This is a solid book, with much to be emulated for its objectives, methodology, passion, and sound conclusions. The central focus is on the Oyotunji African Village in the United States, located sixty-five miles southwest of Charleston in North Carolina. For ten years, Maxine Clarke observed the members of this community in various locations, both in their primary base in the United States and as part of their pilgrimage to the Yorubaland in Nigeria, which they claim as site of origins.

This is at once a study of religion and of nationalism, both presented in delicious detail and against the background of theories on cultural production and religious change. With an eye for details, Clarke tells us how Oyotunji was formed, constructing a religious nationalism based on the Yoruba religion. It was not an act of copying, but of creative refashioning.

The Oyotunji turned to the elements of stability in the Yoruba religion to create a new world order located in the context of American racism.

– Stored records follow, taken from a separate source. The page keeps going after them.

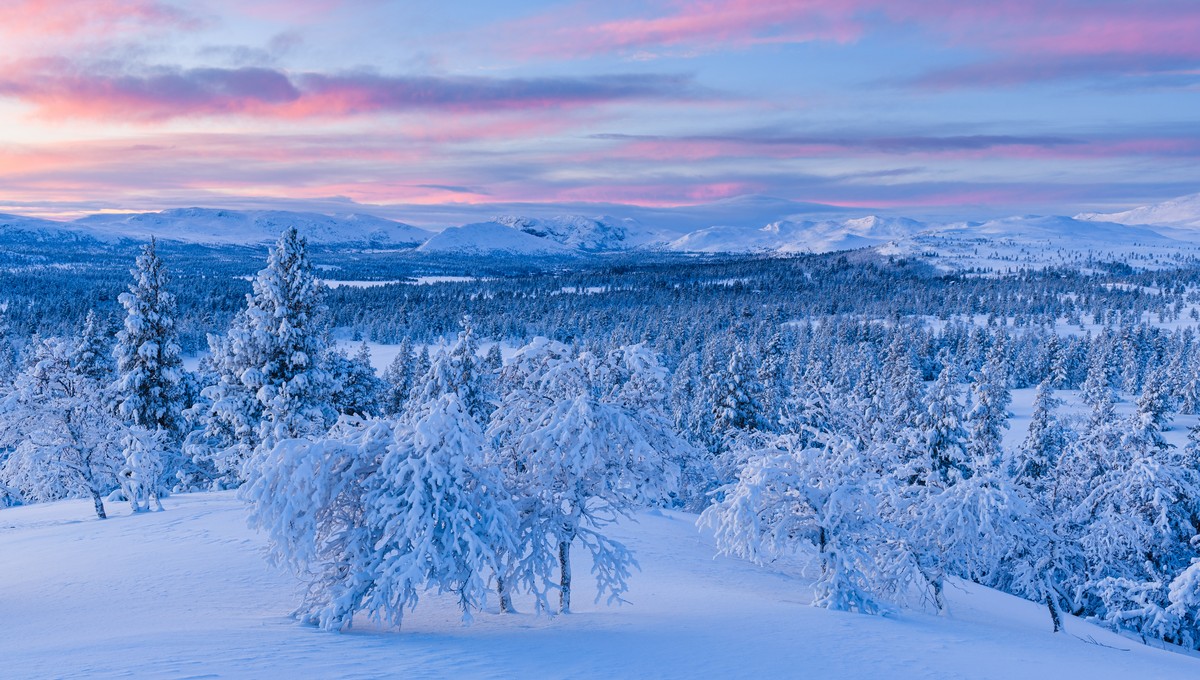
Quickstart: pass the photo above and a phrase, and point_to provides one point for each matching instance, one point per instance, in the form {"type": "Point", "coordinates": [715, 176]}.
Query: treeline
{"type": "Point", "coordinates": [814, 402]}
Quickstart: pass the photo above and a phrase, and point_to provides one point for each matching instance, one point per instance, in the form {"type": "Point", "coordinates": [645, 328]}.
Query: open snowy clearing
{"type": "Point", "coordinates": [186, 594]}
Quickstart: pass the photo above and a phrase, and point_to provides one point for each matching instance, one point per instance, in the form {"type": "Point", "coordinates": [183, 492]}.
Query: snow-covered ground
{"type": "Point", "coordinates": [186, 594]}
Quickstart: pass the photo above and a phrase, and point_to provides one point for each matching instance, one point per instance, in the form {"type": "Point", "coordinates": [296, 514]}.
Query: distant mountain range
{"type": "Point", "coordinates": [751, 224]}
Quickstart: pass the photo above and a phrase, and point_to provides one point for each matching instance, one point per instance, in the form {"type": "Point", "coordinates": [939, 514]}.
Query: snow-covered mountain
{"type": "Point", "coordinates": [1037, 241]}
{"type": "Point", "coordinates": [804, 236]}
{"type": "Point", "coordinates": [210, 226]}
{"type": "Point", "coordinates": [577, 232]}
{"type": "Point", "coordinates": [491, 239]}
{"type": "Point", "coordinates": [1180, 212]}
{"type": "Point", "coordinates": [1168, 229]}
{"type": "Point", "coordinates": [16, 227]}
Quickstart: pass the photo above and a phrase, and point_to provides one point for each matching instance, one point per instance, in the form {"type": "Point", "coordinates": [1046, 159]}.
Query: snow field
{"type": "Point", "coordinates": [186, 594]}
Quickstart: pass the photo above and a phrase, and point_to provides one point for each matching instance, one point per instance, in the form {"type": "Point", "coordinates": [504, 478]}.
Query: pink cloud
{"type": "Point", "coordinates": [41, 18]}
{"type": "Point", "coordinates": [59, 89]}
{"type": "Point", "coordinates": [693, 26]}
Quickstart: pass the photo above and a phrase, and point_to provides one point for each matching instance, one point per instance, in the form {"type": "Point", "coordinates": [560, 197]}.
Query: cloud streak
{"type": "Point", "coordinates": [59, 89]}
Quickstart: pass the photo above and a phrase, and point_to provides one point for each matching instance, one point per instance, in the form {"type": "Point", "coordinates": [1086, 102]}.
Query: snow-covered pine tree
{"type": "Point", "coordinates": [149, 367]}
{"type": "Point", "coordinates": [64, 440]}
{"type": "Point", "coordinates": [457, 369]}
{"type": "Point", "coordinates": [989, 409]}
{"type": "Point", "coordinates": [271, 381]}
{"type": "Point", "coordinates": [399, 379]}
{"type": "Point", "coordinates": [577, 451]}
{"type": "Point", "coordinates": [286, 313]}
{"type": "Point", "coordinates": [357, 390]}
{"type": "Point", "coordinates": [1140, 521]}
{"type": "Point", "coordinates": [149, 386]}
{"type": "Point", "coordinates": [942, 433]}
{"type": "Point", "coordinates": [443, 515]}
{"type": "Point", "coordinates": [378, 512]}
{"type": "Point", "coordinates": [822, 494]}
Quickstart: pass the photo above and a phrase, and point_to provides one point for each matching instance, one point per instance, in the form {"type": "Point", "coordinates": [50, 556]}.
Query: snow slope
{"type": "Point", "coordinates": [1183, 211]}
{"type": "Point", "coordinates": [210, 226]}
{"type": "Point", "coordinates": [490, 239]}
{"type": "Point", "coordinates": [804, 236]}
{"type": "Point", "coordinates": [186, 594]}
{"type": "Point", "coordinates": [1039, 241]}
{"type": "Point", "coordinates": [586, 234]}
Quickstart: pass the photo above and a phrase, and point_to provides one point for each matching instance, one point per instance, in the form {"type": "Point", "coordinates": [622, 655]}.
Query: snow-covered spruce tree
{"type": "Point", "coordinates": [142, 473]}
{"type": "Point", "coordinates": [399, 379]}
{"type": "Point", "coordinates": [822, 494]}
{"type": "Point", "coordinates": [149, 367]}
{"type": "Point", "coordinates": [381, 511]}
{"type": "Point", "coordinates": [989, 409]}
{"type": "Point", "coordinates": [1049, 565]}
{"type": "Point", "coordinates": [286, 313]}
{"type": "Point", "coordinates": [271, 380]}
{"type": "Point", "coordinates": [457, 371]}
{"type": "Point", "coordinates": [444, 516]}
{"type": "Point", "coordinates": [942, 433]}
{"type": "Point", "coordinates": [310, 499]}
{"type": "Point", "coordinates": [150, 372]}
{"type": "Point", "coordinates": [579, 451]}
{"type": "Point", "coordinates": [737, 411]}
{"type": "Point", "coordinates": [1035, 461]}
{"type": "Point", "coordinates": [1140, 522]}
{"type": "Point", "coordinates": [357, 390]}
{"type": "Point", "coordinates": [63, 439]}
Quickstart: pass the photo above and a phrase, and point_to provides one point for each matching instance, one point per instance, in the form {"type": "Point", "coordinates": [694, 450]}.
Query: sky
{"type": "Point", "coordinates": [371, 106]}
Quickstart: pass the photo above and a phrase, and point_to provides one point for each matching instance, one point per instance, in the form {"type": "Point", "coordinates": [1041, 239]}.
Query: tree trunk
{"type": "Point", "coordinates": [503, 593]}
{"type": "Point", "coordinates": [564, 566]}
{"type": "Point", "coordinates": [100, 505]}
{"type": "Point", "coordinates": [1054, 614]}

Religion and identity become the signifiers of liberation, first from slavery, and second from an hegemonic order. The Oyotunji regarded what they had created as a sort of empire, a new "imperialism" to market Yoruba orisa voodoo practices not just to meet the needs of individuals seeking spirituality but to attain a collective identity. Either as individuals or as a group, those who identify themselves with the Oyotunji African Village share many things in common: religious beliefs, the emphasis on their Yoruba roots, communal connections, and occasional pilgrimages to Nigeria. To create a living, they have also established a communal economy, taking advantage of tourism to sell religious literature, art work, carvings, and food.

Connections across the Atlantic have become the powerful tools for constructing broader transnational cultural and racial politics. Here, Clarke is at her best, analyzing how ideas of the past become the ideology of the present; and how roots heritage becomes the tool to engineer the creation of new attitudes and symbols. She even makes a bold claim, that the Oyotunji represent the true claimants to the history of the Oyo empire. Here she sets her comparison between contemporary Yoruba nationalism and its American variant that should have been better analyzed to account for their differing political agendas. Claimants to any past, any tradition can be multiple, but none can be described as more true than others since the motives may not be the same.

For many readers of this journal with a focus on literary issues, there is a lot to take from this book. First, it demonstrates how people can create spatial geographies through an intellectual process of imagination. The historical narratives of the Yoruba become the political ideology to engineer a new identity in far away America. In this connection, a second crucial element emerges: the complicated intersections of time, [End Page 149] stories and space. A literary dimension of "invention" emerges, as people interpret historical and religious stories to create political charters.

I have reached the limit of the space imposed on me, but I want to close with one conclusion: this book will endure as a major work of scholarship, to be read as part of the emerging field of comparative cultural studies and the creation of new identities in the modern world.